Il Fauno sussultò: «Che volete dire?».
«Semplice, che qualcuno di voi si sta comportando male, molto. Per questo vi chiedo se, erroneamente, avete sentito parlare di strani omicidi».

«Ci sono morti ogni giorno, qui a Londinium» sputò la Fata compiendo un nuovo, maldestro e fallimentare tentativo di fuggire dalla presa di Miss Bahun. Chissà cos'era che la infastidiva tanto, se la minaccia dello stiletto, quel contatto non più desiderato, oppure il fetore di sangue che Katarina portava con sé.

«Sì, me lo hanno detto» tagliò corto, scacciando con prepotenza il ricordo di Mister Gregory dalla mente: «Ma questi sono... singular».
Il ragazzo capra scosse la testa cornuta incalzando: «Miss, tutto ciò che si è udito in queste notti è stato l'ululato dei Mannari, noi non sappiamo altro!» Peccato che quel suo fare, al posto di essergli d'aiuto, fu talmente fastidioso che i nervi dell'esorcista parvero tendersi come corde di violino.

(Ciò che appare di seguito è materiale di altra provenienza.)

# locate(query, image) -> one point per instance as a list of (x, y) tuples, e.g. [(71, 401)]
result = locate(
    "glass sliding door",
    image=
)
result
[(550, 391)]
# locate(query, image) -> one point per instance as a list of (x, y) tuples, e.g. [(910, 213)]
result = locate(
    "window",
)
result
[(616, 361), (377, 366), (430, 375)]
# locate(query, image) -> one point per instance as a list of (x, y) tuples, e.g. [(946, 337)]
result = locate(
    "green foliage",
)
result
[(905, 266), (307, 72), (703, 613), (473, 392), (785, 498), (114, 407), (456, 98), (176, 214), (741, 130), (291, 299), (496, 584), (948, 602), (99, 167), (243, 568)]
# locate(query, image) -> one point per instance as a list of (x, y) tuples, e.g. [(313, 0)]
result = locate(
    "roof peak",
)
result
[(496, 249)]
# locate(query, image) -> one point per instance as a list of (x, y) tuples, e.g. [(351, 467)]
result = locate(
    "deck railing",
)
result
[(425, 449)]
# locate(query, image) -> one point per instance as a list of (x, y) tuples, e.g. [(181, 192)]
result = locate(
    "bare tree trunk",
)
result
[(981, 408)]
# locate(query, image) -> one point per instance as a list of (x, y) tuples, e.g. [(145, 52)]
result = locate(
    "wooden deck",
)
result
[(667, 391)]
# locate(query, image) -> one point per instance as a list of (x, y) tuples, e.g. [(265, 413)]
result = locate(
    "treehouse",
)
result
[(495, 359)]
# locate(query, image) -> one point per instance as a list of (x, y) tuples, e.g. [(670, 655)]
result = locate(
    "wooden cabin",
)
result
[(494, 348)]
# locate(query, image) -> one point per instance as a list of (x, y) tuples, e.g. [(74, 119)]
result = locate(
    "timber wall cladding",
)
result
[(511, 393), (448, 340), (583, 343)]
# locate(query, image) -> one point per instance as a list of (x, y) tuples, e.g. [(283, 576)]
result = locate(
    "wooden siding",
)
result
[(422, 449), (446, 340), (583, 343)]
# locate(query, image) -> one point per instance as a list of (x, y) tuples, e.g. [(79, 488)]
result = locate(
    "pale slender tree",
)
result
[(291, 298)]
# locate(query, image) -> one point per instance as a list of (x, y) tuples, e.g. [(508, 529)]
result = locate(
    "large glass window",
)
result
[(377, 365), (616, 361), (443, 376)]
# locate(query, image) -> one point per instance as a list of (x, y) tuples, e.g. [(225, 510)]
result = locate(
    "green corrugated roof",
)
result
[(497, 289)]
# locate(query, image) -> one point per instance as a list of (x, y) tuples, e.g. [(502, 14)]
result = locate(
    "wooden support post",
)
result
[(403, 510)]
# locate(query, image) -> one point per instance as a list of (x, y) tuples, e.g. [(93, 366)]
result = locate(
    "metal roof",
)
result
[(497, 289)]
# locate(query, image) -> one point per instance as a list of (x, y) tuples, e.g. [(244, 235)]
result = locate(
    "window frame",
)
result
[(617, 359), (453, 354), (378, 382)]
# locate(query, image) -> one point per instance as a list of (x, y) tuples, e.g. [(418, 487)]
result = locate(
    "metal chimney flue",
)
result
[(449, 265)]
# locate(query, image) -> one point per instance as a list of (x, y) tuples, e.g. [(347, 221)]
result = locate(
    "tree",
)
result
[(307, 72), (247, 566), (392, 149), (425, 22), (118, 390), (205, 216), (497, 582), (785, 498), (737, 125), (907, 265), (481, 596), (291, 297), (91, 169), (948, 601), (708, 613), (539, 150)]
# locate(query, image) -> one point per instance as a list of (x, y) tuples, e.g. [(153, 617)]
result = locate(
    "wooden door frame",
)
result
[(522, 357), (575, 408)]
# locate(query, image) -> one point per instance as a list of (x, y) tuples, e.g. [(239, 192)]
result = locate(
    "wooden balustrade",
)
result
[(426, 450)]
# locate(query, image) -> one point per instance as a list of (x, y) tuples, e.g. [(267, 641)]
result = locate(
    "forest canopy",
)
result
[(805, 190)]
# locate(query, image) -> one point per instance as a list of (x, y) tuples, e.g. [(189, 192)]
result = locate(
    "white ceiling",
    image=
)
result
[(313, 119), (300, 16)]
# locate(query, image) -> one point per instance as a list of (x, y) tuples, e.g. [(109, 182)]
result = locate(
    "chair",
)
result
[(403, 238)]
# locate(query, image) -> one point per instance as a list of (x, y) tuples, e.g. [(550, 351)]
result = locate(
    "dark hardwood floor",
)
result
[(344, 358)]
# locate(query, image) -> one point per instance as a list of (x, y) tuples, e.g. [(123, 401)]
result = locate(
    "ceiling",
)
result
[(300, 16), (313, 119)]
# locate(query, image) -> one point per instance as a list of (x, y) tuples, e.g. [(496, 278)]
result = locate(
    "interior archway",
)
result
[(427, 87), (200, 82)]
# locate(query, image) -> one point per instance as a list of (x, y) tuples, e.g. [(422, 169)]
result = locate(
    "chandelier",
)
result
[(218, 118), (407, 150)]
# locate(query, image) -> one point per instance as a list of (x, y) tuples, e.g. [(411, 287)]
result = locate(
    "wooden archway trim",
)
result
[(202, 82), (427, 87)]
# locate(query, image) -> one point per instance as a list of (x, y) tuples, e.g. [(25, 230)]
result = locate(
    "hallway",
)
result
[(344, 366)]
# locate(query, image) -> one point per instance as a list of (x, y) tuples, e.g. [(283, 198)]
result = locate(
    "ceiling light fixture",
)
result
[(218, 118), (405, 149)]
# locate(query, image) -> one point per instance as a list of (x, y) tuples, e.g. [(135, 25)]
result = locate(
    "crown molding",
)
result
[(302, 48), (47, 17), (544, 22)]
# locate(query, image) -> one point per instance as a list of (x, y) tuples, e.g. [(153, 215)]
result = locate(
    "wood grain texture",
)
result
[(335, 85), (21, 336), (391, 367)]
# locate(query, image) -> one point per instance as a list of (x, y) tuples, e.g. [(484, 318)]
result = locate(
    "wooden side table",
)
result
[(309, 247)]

Non le piaceva essere interrotta a metà, ma ciò che più di tutto le diede noia fu il fatto che quello stupido figlio di Pan stesse mettendo in dubbio le sue competenze in fatto di caccia ai Figli della Notte. Così, quasi ringhiando, Katarina lo mise a tacere: «So riconoscere le tracce di un Mannaro, capră prostească! (stupida capra) Loro sbranano, lacerano...» fece una pausa, stringendo le dita intorno allo stiletto per impedirsi di lanciarglielo contro: «mentre queste vittime sono pressoché integre, è il loro sangue il problema...»

 



 

ps. ho lasciato le traduzioni accanto alle parole in rumeno e irlandese, spero che così la lettura vi sia più semplice.